SCOTTSDALE, Ariz. – Ohio State against Notre Dame in the Fiesta Bowl today is a match-up of two of the most successful programs in college football history.
But, as OSU coach Urban Meyer pointed out earlier this week, history for the guys playing in the game is the last 15 or 20 years.
Some people say Notre Dame against Ohio State will be a game decided by which team will be motivated. Who wants to be there and who doesn’t want to be there?
Both began the season with hopes of playing for a national championship. And both saw those dreams crushed with losses in the final seconds of games in November.
But Notre Dame coach Brian Kelly says motivation shouldn’t be a problem for either team.
“All these kids have an immense amount of pride,” he said.
Both teams have several seniors headed for the NFL and some juniors who will join them by making themselves eligible for the NFL draft.
The mixture of talent, history and compelling story lines makes the Fiesta Bowl probably the most interesting postseason game overall except the two College Football Playoff games.
It sounds odd to say No. 7 Ohio State (11-1) and No. 8 Notre Dame (10-2) have been resilient in the face of struggles this season, but it is true.
Most teams would say they wanted to sign up for that kind of struggles.
But Ohio State played with the pressure of trying to repeat its national championship. The Buckeyes didn’t settle on a starting quarterback until eight games into the season and their passing game rarely rose above the level of just adequate.
Just winning wasn’t enough. Ohio State was expected to win impressively and there were some close calls.
Many of Notre Dame’s struggles were the result of injuries. The Fighting Irish have had 38 starters in their 12 games, compared to 30 for Ohio State. Both their losses came by two points.
They lost their leading rusher Tarean Folston to a season-ending knee injury in the opener. Starting quarterback Malik Zaire went down for the season in the second game.
Notre Dame was damaged but not decimated by those injuries.

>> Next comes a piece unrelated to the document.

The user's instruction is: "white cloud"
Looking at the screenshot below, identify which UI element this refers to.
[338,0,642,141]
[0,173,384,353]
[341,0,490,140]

Redshirt freshman quarterback DeShone Kizer, from Toledo Central Catholic High School, stepped up and threw for 2,600 yards and rushed for 499 more yards.
C.J Prosise (1,032 yards) and freshman Josh Adams (757 yards) have replaced Folston behind a veteran offensive line, led by All-American tackle Ronnie Stanley. Wide receiver Will Fuller (56 catches, 1,145 yards, 13 TDs) is a deep threat with seven catches of 45 yards or more.

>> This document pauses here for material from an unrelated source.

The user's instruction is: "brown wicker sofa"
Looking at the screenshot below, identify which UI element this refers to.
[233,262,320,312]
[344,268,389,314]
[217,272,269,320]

Defensively, Butkus Award-winning linebacker Jaylon Smith (114 tackles) has led the way.
Notre Dame’s running game could be a test for Ohio State’s defensive front four after it recently lost its two starting interior linemen when Tommy Schutt suffered a broken foot and Adolphus Washington was suspended after being arrested in a police prostitution sting.
Notre Dame’s most vulnerable area appears to be its defensive backfield after three of its starters there were lost to injuries and a suspension.
So, will Ohio State go to its underachieving passing game more or will it continue to ride Ezekiel Elliott (1,672 yards rushing) as it did in every game except a 17-14 loss to Michigan State?
Quarterback J.T. Barrett (781 yards passing, 10 TDs) says OSU is capable of throwing the ball much better than it has lately when it had only seven touchdown passes in eight Big Ten games.
“I feel like, honestly, at any time we’re able to do that, given the players we have and the plays we have in place,” Barrett said.
Elliott said he doesn’t expect Ohio State to change its style for Notre Dame.
“We’re going to go out there and play Ohio State football. That’s when we’re at our best, when we’re playing our style of ball. We’re going to come out there, play aggressive as always and be physical,” he said.